Legacy pensions could be better handled initially by mandating a standard format for written statements. Rather than forcing all legacy providers to try to upload their past records on to an electronic standard database, a mandatory requirement for a standard ‘‘pensions passport’’ which gives everyone a statement that shows their pension information in the same way, using consistent language, will help individuals or their advisers to load the information on to a personalised dashboard themselves. This could be achieved more quickly and with less cost.
More realistic to at least get the dashboard started with auto-enrolment records and state pension. Rather than waiting for all legacy schemes to be ready for a dashboard, it would be more practical and sensible, in my view, to begin with just the pension records of auto-enrolment.

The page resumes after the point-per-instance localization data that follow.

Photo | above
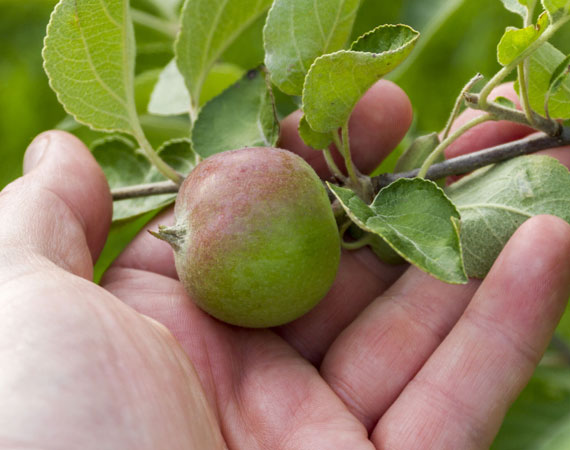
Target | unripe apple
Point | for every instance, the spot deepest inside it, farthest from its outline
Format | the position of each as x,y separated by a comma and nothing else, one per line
255,240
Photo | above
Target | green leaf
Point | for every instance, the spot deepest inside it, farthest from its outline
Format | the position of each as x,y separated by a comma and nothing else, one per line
120,235
495,201
89,57
299,31
208,28
242,116
540,418
314,139
338,80
417,152
515,40
124,166
519,7
559,76
556,9
423,229
542,65
170,96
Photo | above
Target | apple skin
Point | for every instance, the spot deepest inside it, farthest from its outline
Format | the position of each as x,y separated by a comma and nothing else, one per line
256,243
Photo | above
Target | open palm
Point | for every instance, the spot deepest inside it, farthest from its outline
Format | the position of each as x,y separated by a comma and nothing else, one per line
389,359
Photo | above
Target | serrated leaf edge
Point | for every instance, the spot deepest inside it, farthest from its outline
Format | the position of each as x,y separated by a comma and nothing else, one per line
456,223
58,6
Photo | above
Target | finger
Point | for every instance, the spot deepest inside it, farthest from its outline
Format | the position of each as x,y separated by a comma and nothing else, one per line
371,361
147,253
487,134
264,394
61,209
361,278
378,123
460,396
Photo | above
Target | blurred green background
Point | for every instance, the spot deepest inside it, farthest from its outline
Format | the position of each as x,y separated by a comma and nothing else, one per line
459,39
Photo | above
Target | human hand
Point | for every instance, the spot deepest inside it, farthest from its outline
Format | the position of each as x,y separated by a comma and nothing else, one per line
413,361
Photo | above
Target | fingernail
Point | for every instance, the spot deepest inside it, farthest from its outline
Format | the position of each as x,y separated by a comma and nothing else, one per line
35,152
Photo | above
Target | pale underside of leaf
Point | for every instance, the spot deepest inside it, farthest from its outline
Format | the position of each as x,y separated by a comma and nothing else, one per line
170,96
299,31
242,116
208,28
495,201
89,56
417,220
338,80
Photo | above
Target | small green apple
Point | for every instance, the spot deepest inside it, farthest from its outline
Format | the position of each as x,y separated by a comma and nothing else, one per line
255,239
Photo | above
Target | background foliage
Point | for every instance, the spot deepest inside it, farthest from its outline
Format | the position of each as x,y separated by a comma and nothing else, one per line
458,40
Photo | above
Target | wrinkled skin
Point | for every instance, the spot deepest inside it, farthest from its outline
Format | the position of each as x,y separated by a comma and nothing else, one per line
390,359
256,242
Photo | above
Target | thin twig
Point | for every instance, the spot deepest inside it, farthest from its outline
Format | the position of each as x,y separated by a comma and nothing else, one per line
145,190
470,162
455,166
550,127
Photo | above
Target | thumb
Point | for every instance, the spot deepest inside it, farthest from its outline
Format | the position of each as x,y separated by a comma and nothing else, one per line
60,209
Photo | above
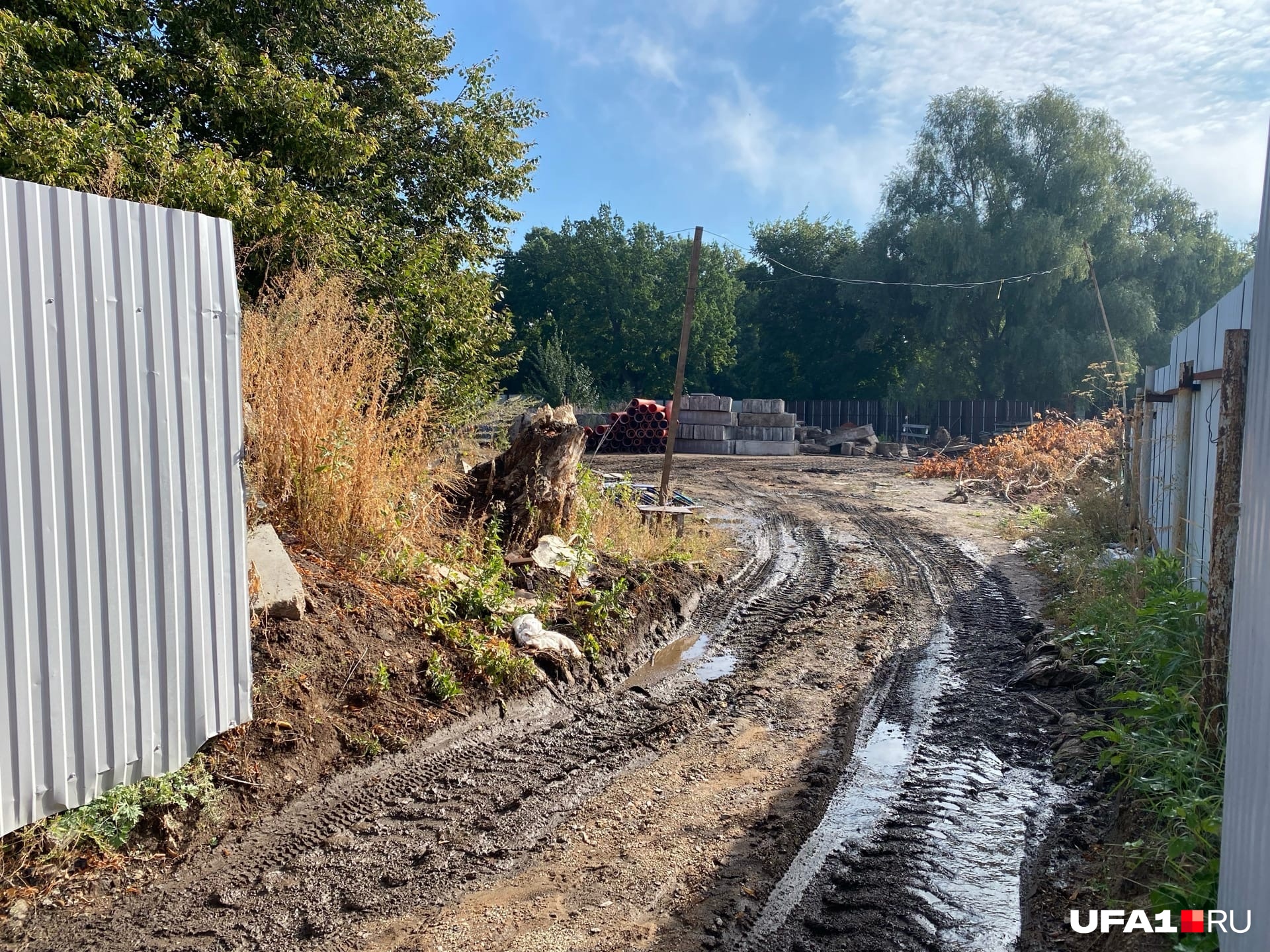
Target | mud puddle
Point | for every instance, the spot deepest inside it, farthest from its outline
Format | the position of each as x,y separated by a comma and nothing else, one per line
925,842
697,651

These records, which only started in 2012, relate to much more modern pensions which are more readily transferred into a common electronic database. Together with the new digital state pension forecasts, putting auto-enrolment pensions and the state pension on a dashboard could be achieved much more quickly.
This would be of greatest help to younger generations who will not normally have lots of legacy pensions from long ago. By focusing first on auto-enrolment, the pensions industry could provide a proper dashboard for younger workers, who will be able to see all multiple pots in one place. For those with much older pensions, the legacy records could be added over time.
But another hurdle with a dashboard for auto-enrolment pensions is that these records are riddled with errors and need to be cleaned to ensure accuracy and reliability. Before a reliable Pensions Dashboard project can succeed, even just beginning with auto-enrolment pension records, it is essential that the industry makes greater efforts to check the correctness of the contribution data they receive.
At a recent industry gathering, providers confirmed there are significant numbers of errors in the auto-enrolment contributions data, that records are not necessarily reliable and that a clean-up exercise would help to improve accuracy. Regulators have not demanded that pension schemes regularly reconcile records or spot-check for accuracy of contributions.
Indeed, many pension providers do not even have the data they would need to do such checks, as they need to collect pensionable pay information but that is not automatically provided.
Manual loading of payroll information on to spreadsheets inevitably contains human error (incorrect names or addresses or inaccurate national insurance and tax details) which result in wrong records.
For any Pensions Dashboard to be meaningful, it needs to have accurate data. Before any legislation or expenditure on developing the Pensions Dashboards, pension providers and employers could start cleaning up data errors. Robust processes are required to ensure records are right, and that employers, payroll firms or providers should check accuracy and report on it.
Data accuracy must lie at the heart of any attempt to introduce a useful Pensions Dashboard. Of course, the data records for legacy schemes are also likely to have many errors, but the process of checking and reconciling will be far harder, the longer the time lag between payment of contributions and error checks. Annual checks or reconciliations should become standard. Whether it is for legacy schemes or just auto-enrolment, having reliable and secure data is central to confidence in any Pensions Dashboard project.
The pensions industry and Regulators could be working on data cleansing immediately, without need to wait for more information on the dashboard project. I hope they will.
Baroness Ros Altmann is a Tory peer and a former pensions minister.